How do you schedule Prefect flows in 2026?
Quick Answer: As of April 2026, Prefect flows are scheduled by attaching a schedule (cron, interval, or RRule) to a deployment using `flow.serve()`, `prefect deploy`, or `prefect.yaml`. The Prefect API or local agent then triggers runs according to the schedule and routes them to a configured work pool.
Scheduling Prefect Flows
Prefect 3.x decouples flows (the code) from deployments (how, where, and when the code runs). Schedules attach to deployments.
Step 1 — Define the Flow
Decorate a Python function with @flow:
from prefect import flow
@flow
def daily_etl():
extract()
transform()
load()
Step 2 — Create a Deployment With a Schedule
The fastest path is flow.serve(), which runs a long-lived process that schedules and executes runs locally:
daily_etl.serve(name="daily-etl", cron="0 6 * * *")

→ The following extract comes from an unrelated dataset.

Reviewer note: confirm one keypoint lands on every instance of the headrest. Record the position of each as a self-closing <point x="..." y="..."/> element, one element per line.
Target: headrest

Three schedule types are supported:
- Cron — Standard cron expression (e.g., "0 6 * * *")
- Interval — Recurring every N seconds/minutes/hours
- RRule — iCalendar RRULE (e.g., business-day-only)
Step 3 — Production Deployments
For production, use prefect deploy with a prefect.yaml file. The deployment registers with Prefect Cloud or self-hosted Prefect Server, and runs are dispatched to workers in a work pool (Process, Docker, Kubernetes, or ECS).
deployments:
- name: daily-etl
entrypoint: flows/etl.py:daily_etl
work_pool:
name: kubernetes-pool
schedules:
- cron: "0 6 * * *"
timezone: "UTC"
Step 4 — Pause, Skip, and Backfill
Schedules can be paused via the UI or prefect deployment schedule pause. Backfills are triggered with prefect deployment run and an explicit start/end window.